A.A. Origins

The origins of Alcoholics Anonymous can be traced to the Oxford Group, a religious movement popular in the United States and Europe in the early 20th century. Members of the Oxford Group practiced a formula of self-improvement by performing self-inventory, admitting wrongs, making amends, using prayer and meditation, and carrying the message to others.

In the early 1930s, a well-to-do Rhode Islander, Rowland H., visited the noted Swiss psychoanalyst Carl Jung for help with his alcoholism. Jung determined that Rowland’s case was medically hopeless, and that he could only find relief through a vital spiritual experience. Jung directed him to the Oxford Group.

Rowland later introduced fellow Vermonter Edwin (“Ebby”) T. to the group, and the two men along with several others were finally able to keep from drinking by practicing the Oxford Group principles.

One of Ebby’s schoolmate friends from Vermont, and a drinking buddy, was Bill W. Ebby sought out his old friend at his home at 182 Clinton Street in Brooklyn, New York, to carry the message of hope.

Bill W. had been a golden boy on Wall Street, enjoying success and power as a stockbroker, but his promising career had been ruined by continuous and chronic alcoholism. Now, approaching 39 years of age, he was learning that his problem was hopeless, progressive, and irreversible.
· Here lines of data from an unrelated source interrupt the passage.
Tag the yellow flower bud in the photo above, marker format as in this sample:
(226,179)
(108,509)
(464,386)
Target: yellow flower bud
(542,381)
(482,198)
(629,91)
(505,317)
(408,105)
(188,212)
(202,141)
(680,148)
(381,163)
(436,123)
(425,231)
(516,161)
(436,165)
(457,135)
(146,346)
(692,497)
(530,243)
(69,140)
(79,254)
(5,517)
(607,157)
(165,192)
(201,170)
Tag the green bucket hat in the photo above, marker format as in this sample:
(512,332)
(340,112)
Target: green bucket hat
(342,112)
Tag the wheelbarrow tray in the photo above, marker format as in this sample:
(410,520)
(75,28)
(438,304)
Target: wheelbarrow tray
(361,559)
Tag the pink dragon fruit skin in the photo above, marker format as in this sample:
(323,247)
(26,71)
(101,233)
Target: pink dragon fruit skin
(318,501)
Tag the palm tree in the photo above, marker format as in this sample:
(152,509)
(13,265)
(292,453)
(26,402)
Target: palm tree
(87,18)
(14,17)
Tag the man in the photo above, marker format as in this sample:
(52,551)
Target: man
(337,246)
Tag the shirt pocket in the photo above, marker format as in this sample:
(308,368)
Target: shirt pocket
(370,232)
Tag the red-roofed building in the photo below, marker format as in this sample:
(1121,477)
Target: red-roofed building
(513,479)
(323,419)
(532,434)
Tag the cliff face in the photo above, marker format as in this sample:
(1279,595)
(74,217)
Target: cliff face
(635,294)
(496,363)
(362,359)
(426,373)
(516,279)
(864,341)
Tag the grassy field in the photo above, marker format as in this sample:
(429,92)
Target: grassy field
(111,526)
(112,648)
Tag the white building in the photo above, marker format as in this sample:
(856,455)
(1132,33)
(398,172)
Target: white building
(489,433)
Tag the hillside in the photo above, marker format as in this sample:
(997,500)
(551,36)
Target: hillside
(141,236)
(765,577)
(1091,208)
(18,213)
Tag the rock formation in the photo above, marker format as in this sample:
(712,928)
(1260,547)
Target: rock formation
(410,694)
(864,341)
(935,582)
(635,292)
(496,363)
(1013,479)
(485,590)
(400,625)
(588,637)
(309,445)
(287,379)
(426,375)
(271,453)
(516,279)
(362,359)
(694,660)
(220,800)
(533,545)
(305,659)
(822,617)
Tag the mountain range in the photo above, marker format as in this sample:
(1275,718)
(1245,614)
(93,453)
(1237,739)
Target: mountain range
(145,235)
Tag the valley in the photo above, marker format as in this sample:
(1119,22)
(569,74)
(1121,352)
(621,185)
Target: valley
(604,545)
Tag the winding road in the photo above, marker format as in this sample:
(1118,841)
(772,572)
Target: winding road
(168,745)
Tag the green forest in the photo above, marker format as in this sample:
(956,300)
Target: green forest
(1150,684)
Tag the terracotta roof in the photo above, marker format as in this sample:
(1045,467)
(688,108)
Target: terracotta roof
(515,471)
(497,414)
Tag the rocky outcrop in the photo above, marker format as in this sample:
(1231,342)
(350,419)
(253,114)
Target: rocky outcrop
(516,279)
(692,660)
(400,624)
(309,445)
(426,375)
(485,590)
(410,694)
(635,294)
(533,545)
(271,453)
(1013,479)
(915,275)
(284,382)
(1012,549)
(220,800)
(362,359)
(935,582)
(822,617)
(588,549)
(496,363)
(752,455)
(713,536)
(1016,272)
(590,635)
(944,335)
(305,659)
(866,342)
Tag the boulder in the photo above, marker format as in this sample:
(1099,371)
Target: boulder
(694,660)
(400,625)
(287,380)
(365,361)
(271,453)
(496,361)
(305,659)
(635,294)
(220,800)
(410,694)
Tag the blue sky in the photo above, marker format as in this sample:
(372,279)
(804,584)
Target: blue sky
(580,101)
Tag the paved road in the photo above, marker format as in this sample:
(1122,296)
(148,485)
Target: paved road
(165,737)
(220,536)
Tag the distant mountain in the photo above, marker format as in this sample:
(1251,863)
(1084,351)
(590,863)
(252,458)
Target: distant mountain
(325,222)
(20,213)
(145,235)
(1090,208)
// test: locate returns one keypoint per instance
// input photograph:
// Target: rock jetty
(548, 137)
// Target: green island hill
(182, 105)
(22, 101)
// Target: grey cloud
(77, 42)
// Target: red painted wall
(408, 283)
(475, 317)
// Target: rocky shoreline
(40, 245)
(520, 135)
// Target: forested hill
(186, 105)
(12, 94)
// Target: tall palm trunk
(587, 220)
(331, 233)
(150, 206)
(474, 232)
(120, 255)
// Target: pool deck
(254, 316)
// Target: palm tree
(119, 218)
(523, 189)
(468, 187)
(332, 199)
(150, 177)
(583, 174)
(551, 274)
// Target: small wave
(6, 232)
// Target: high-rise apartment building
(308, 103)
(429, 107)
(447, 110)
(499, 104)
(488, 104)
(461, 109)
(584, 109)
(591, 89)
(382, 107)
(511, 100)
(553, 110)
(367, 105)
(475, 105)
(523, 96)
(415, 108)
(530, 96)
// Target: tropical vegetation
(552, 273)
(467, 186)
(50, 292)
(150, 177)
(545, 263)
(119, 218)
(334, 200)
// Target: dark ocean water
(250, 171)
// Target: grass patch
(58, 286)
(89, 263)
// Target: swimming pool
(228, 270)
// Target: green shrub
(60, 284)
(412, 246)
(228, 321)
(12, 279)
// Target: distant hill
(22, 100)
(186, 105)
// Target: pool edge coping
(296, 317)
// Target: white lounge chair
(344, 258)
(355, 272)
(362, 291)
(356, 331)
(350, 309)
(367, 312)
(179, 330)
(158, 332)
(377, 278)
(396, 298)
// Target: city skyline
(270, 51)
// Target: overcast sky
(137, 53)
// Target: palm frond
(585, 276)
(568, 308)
He had sought medical treatment at Towns Hospital in Manhattan, but he was still drinking.

Bill was, at first, unconvinced by Ebby’s story of transformation and the claims of the Oxford Group. But in December 1934, after again landing in Towns hospital for treatment, Bill underwent a powerful spiritual experience unlike any he had ever known. His depression and despair were lifted, and he felt free and at peace. Bill stopped drinking, and worked the rest of his life to bring that freedom and peace to other alcoholics. The roots of Alcoholics Anonymous were planted.

First International Conference of Young People in A.A.

In late April 1958, the first conference for A.A.’s younger members (then defined as those under age 40) is held at Hotel Niagara in Niagara Falls, New York. "The A.A. Exchange Bulletin" (the precursor to the newsletter Box 4-5-9) reports that the purpose of the International Conference of Young People in A.A. (ICYPAA) is “to provide delegates with a thorough rundown of the application of our A.A. program to the individual difficulties encountered by young people in dealing not only with alcoholism but also with the other problems peculiar to their generation.” ICYPAA is held annually.

Signing on in Singapore

Dick D., who regularly corresponds with G.S.O. New York, writes in March 1958 that the Singapore group, founded in 1957, now has 12 members and two likely prospects.

Dramatizations of alcoholism

When called upon, Alcoholics Anonymous plays an advisory role in the dramatization of alcoholism on television or in movies. In one instance, G.S.O. New York staff members work closely with scriptwriter J. P. Miller in preparation for the October 1958 broadcast of "The Days of Wine and Roses," a “Playhouse 90” production. The play, examining the lives of an alcoholic married couple seeking help from A.A., will reach an international audience when it is produced as a movie in 1962.

State of the Structure

As a service to readers, the January 1958 Grapevine prints a chart outlining A.A.’s services and the Conference structure. Text in the top box notes that “over 7,000 groups, including 500 in hospitals, prisons, and other institutions and 760 overseas, are registered at the General Service Headquarters.”

A prison group Down Under

A.A. groups in prisons had spread across the U.S. from 1942 onward and had also begun meeting in Canada, Ireland, and Finland. In 1958, Australia’s first known “group behind walls” is formed — the Magpie Prison Group at Fremantle Prison (right) in the port city of Fremantle, Western Australia.